FALLOWS: That's - I agree. And certainly, there are Supreme Court rulings over the years that have profound effects, whether it's Roe v. Wade or the Miranda case or many others. But the sort of deadline sense of knowing that at 10 a.m. Eastern Time, the world is going to be different in some ways from what it was before that, the only precedents - modern precedents - apart from Bush v. Gore, I think, were the Nixon tapes ruling in 1974 where the Supreme Court unanimously said that President Nixon had to turn over his secret White House tapes.

And then the Pentagon Papers ruling in 1971 where the Nixon administration was trying to keep secrets, some of the documents, about the Vietnam War. So in my conscious memory, this is only the fourth of these big episodes, and it's - it deserved the attention it got.

SULLIVAN: So how is this decision going to affect the campaigns? Do you think it's a win for the Obama campaign, or do you think it's a win for the Romney campaign?
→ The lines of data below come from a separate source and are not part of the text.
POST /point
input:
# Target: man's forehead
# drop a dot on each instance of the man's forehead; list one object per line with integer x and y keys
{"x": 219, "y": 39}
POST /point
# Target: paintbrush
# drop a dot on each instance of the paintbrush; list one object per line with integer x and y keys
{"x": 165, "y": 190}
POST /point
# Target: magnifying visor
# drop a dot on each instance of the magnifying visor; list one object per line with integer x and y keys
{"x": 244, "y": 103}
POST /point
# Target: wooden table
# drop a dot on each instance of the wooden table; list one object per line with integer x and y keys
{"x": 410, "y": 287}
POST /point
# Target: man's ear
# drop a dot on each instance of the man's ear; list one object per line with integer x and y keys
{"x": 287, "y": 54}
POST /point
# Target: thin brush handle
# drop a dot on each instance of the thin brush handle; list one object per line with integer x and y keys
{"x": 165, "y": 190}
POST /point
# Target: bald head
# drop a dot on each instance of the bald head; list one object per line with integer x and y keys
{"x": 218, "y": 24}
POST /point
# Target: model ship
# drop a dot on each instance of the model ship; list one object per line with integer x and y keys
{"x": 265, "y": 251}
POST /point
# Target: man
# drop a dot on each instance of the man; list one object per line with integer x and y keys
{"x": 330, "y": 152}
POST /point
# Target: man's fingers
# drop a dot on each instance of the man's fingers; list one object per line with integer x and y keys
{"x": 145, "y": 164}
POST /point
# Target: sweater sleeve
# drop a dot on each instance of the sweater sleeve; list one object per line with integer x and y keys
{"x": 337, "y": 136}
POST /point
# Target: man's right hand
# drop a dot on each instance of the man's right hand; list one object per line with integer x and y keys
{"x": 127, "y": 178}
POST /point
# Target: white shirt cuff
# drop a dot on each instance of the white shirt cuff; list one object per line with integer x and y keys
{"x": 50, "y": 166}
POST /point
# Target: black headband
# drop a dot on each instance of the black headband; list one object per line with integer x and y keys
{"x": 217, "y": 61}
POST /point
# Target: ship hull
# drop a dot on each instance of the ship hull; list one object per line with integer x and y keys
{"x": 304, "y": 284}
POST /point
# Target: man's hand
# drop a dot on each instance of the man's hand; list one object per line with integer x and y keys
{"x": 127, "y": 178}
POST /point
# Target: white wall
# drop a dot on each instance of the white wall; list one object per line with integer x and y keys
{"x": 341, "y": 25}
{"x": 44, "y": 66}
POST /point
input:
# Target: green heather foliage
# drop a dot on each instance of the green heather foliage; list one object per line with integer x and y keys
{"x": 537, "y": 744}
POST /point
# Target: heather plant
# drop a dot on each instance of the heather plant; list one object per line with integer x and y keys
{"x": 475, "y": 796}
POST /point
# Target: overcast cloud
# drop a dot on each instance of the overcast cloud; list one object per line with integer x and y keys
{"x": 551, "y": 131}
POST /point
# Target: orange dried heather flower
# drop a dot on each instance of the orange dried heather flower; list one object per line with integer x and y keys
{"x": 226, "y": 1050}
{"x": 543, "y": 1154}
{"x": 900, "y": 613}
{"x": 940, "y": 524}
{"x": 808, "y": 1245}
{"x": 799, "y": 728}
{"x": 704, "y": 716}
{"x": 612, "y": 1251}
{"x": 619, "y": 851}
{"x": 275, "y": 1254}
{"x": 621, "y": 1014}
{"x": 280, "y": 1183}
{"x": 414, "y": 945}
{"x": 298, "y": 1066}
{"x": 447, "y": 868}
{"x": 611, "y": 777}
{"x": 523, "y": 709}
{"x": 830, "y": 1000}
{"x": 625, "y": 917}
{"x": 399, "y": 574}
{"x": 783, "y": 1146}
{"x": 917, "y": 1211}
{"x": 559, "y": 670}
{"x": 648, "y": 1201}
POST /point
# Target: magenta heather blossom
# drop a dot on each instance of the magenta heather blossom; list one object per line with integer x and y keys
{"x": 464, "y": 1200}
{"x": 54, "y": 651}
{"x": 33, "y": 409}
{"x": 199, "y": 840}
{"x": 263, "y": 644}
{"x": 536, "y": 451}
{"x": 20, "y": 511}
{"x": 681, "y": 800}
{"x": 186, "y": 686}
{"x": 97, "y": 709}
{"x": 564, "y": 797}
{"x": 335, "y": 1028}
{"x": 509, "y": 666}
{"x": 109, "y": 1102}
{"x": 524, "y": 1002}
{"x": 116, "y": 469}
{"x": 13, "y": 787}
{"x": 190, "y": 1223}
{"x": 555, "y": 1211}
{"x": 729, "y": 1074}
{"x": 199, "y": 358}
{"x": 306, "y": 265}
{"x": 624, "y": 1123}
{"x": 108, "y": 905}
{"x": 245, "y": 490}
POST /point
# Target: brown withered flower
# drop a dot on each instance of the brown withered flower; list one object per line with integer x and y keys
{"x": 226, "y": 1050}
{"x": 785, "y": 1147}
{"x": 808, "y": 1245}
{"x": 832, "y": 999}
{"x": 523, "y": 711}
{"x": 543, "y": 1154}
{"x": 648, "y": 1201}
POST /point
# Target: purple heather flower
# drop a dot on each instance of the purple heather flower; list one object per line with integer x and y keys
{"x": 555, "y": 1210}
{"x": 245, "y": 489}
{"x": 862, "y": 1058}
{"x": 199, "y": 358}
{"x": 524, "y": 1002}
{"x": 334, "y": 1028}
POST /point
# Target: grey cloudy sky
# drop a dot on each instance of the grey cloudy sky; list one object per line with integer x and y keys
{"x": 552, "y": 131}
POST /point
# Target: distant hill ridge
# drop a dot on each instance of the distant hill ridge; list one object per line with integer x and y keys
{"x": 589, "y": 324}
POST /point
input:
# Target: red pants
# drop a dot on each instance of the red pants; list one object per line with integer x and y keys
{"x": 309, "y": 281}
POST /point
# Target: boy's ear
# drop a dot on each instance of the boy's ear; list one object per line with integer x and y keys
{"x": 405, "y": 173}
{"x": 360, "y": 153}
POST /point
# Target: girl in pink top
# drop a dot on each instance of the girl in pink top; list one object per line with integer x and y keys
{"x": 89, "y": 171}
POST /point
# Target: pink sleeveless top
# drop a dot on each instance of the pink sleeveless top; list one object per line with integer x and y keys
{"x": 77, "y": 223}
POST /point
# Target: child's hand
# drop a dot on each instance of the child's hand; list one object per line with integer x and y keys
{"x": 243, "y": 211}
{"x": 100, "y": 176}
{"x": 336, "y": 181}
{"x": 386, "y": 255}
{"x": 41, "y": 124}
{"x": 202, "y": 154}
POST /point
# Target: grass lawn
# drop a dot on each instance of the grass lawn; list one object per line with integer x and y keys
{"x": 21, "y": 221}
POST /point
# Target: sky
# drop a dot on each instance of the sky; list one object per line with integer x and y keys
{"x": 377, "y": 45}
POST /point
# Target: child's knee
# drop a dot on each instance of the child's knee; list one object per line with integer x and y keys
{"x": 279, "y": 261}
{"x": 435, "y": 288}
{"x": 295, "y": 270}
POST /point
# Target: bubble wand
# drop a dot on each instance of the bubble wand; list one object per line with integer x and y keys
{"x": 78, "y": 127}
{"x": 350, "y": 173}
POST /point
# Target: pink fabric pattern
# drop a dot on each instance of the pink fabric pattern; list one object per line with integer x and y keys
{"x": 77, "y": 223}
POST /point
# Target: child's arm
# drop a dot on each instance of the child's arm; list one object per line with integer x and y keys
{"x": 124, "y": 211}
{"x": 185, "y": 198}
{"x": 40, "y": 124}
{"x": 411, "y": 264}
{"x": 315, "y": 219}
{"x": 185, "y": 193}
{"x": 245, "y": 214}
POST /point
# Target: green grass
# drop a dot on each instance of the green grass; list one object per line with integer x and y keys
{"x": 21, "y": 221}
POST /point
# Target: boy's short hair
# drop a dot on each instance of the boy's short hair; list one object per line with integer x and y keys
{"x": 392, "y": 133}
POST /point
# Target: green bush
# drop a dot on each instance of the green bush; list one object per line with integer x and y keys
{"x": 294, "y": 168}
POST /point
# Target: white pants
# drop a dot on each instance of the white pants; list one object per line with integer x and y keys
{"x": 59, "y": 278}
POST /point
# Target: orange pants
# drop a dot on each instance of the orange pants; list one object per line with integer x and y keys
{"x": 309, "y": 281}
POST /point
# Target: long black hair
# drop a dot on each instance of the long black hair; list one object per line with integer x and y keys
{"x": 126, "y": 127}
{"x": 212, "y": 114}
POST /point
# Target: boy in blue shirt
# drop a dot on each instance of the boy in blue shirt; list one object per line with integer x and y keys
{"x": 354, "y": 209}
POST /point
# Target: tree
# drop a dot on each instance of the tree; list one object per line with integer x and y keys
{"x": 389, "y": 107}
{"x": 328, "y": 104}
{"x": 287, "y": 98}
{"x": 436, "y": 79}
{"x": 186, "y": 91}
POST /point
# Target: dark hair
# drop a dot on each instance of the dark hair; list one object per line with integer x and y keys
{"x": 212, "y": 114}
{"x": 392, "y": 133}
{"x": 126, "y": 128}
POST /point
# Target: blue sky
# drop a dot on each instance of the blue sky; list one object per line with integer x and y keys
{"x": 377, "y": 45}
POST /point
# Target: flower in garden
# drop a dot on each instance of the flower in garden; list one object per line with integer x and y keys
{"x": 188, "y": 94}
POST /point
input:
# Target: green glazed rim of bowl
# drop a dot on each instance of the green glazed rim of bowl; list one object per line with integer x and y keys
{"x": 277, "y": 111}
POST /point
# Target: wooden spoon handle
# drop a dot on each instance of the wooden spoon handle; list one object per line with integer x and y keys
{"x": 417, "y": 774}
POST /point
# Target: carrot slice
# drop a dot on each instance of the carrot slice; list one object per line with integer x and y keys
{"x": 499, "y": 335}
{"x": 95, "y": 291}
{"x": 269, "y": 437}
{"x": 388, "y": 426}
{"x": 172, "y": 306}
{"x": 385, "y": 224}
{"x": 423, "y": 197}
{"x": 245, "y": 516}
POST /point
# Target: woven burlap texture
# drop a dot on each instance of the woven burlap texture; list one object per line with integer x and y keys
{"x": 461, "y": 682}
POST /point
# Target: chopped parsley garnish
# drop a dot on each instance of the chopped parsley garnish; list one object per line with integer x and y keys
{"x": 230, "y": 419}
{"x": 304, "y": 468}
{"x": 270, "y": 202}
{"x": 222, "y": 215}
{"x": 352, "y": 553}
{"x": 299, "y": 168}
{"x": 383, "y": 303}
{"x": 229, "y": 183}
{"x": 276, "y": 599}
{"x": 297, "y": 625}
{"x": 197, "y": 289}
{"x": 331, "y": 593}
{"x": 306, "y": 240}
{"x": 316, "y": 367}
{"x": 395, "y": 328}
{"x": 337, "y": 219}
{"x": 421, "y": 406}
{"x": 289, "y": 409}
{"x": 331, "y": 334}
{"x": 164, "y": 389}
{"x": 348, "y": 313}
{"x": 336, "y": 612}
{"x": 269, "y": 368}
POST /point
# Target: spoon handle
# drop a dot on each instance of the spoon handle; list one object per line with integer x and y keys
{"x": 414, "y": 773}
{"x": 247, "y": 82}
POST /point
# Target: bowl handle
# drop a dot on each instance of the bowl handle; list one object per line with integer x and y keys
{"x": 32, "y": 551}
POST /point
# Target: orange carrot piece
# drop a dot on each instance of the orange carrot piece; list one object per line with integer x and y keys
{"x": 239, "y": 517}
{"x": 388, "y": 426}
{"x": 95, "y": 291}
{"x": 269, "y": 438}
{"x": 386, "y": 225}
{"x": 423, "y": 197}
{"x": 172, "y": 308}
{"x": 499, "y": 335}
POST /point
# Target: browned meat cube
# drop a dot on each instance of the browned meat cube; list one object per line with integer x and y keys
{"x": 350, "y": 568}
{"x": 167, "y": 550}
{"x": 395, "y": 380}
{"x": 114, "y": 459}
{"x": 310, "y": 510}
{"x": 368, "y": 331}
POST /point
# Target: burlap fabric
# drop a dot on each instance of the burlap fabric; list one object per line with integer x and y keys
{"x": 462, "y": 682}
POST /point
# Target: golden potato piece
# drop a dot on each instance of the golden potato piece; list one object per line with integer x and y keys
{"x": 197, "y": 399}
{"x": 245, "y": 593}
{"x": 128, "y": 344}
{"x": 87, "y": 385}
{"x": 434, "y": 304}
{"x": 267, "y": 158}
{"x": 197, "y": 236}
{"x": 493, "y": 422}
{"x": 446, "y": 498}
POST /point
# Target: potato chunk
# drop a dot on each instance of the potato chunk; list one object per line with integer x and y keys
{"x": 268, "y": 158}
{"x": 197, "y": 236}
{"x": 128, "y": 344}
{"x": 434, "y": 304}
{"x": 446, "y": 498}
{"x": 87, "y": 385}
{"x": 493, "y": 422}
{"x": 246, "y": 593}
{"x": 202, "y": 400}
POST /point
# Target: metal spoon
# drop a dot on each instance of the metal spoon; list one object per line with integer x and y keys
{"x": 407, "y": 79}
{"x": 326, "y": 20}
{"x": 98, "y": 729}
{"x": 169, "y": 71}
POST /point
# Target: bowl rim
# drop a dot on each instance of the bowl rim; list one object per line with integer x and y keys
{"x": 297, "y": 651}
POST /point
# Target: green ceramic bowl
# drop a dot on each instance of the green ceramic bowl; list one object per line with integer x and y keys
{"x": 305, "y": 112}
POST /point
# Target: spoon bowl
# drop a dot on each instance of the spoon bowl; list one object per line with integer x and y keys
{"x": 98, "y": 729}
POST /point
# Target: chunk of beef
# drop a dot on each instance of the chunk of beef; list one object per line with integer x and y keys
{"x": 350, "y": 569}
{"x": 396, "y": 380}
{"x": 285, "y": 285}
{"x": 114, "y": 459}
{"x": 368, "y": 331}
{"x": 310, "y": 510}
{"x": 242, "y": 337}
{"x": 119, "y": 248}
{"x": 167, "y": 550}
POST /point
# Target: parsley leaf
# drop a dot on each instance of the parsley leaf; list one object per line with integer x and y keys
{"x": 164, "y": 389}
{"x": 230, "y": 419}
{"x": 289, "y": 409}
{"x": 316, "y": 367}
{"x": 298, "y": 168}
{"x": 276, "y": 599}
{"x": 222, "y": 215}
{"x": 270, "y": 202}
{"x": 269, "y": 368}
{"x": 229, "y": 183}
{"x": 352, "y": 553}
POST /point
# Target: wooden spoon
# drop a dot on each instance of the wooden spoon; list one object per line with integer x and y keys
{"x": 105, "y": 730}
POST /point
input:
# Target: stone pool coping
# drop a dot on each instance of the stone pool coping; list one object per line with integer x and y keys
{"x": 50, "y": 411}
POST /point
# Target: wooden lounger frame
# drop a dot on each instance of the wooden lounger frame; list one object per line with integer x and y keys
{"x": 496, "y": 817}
FALLOWS: I think that probably each side can find things to be happy about in this argument. But from a purely political calculation, this is better for the Obama team than it is for the Republicans. If he had lost, it would be one more sign of the thing that no president can afford to be portrayed as, which is feckless and helpless and not able to sort of master events. So if Obama can say that the main thing he tried to do is now enacted, that's more good to him than it is harm for him in energizing his foes.

SULLIVAN: James Fallows is national correspondent with The Atlantic. You can read his blog at jamesfallows.theatlantic.com. And his latest book is called "China Airborne." Jim, thanks so much.